I have a Python PEX built using Pants 1.0.1. This PEX is a working python application, up until ubuntu 16.04 and fedora 24 released using python 2.7.12. Now I get an error indicating that the encoding of the PEX file is bad:
$ ./ainfo_py.pex
File "./ainfo_py.pex", line 2
SyntaxError: Non-ASCII character '\xe4' in file ./ainfo_py.pex on line 3, but no encoding declared; see http://python.org/dev/peps/pep-0263/ for details
Duh. The zip file is embedded within the .pex file, so naturally there will be non-ascii characters in the file.
Reading the link in the error message, it says I can put an encoding at the top of the file, however, I don't think there is an encoding that would fix this, is there?

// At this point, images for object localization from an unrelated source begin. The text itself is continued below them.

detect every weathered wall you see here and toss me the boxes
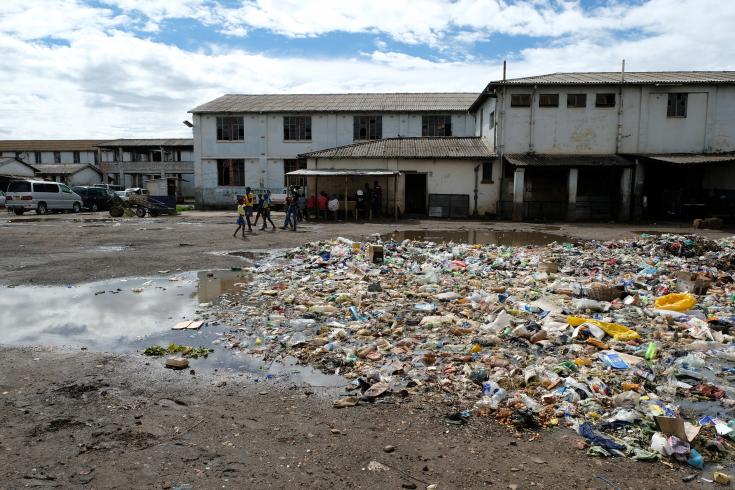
[0,160,36,177]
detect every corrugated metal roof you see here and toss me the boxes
[0,140,104,152]
[639,154,735,165]
[96,139,193,148]
[190,93,478,113]
[504,153,632,167]
[489,71,735,86]
[286,169,400,176]
[302,137,495,160]
[34,164,102,175]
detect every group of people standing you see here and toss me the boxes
[233,181,384,238]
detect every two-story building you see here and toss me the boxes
[189,93,484,209]
[0,140,104,186]
[470,71,735,221]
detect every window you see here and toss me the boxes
[284,158,307,186]
[93,152,98,165]
[353,115,382,140]
[216,116,244,141]
[8,181,31,193]
[538,94,559,107]
[53,152,61,163]
[283,116,312,141]
[60,184,72,194]
[567,94,587,108]
[510,94,531,107]
[489,111,495,129]
[595,93,616,107]
[216,159,245,186]
[422,115,452,136]
[73,151,80,164]
[482,161,493,182]
[667,93,688,117]
[34,152,42,164]
[33,183,59,193]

I'm not sure what to do at this point. It seems to me that python 2.7.12 broke PEX. Is there an update to pants that fixes this? Is there something I can add to the pex file to fixes this?
Edit
A little more information. I'm not sure why this ends up being important, but it seems that it does. I modify the PEX file slightly after it is built. I change the shebang at the top of the file from python2.7
to python
. I want to be able to run the same PEX on both python 2.6 and 2.7 versions, based upon whatever version is available on the variety of distributions this needs to run on. It appears that if i leave it alone, as python2.7
it works fine on python 2.7.12. If i change it, it no longer works. The default python on Ubuntu 16.04 is still python 2.7, so why would changing python2.7
to python
make a difference?
More Information
If I unzip the PEX, I can execute the directory and I would expect to. So I remove the first line of the PEX file, which has the #! in it, the rest is a zip. I uncompress the zip into a directory called unzipped. I can then execute python unzipped
without issue. So the encoding of the source files themselves doesn't seem to be an issue. I cannot execute the zip directly. I get the same error when running python unzipped.pyz
.
My Solution
So there is no really good answer to my problem here. Since I modify the resulting PEX to remove the python2.7
requirement and change it to python
, to allow it to run on python 2.6 or 2.7 depending on the distribution, I'm finding that its the modification of the PEX that is causing the problem. So I've resorted to making 2 PEX files, one for python 2.7 and another for python 2.6.
In the end, I do not understand why simply touching the #!
at the top of the PEX causes python to no longer understand what that file is. Maybe someone could shed some light on why that is.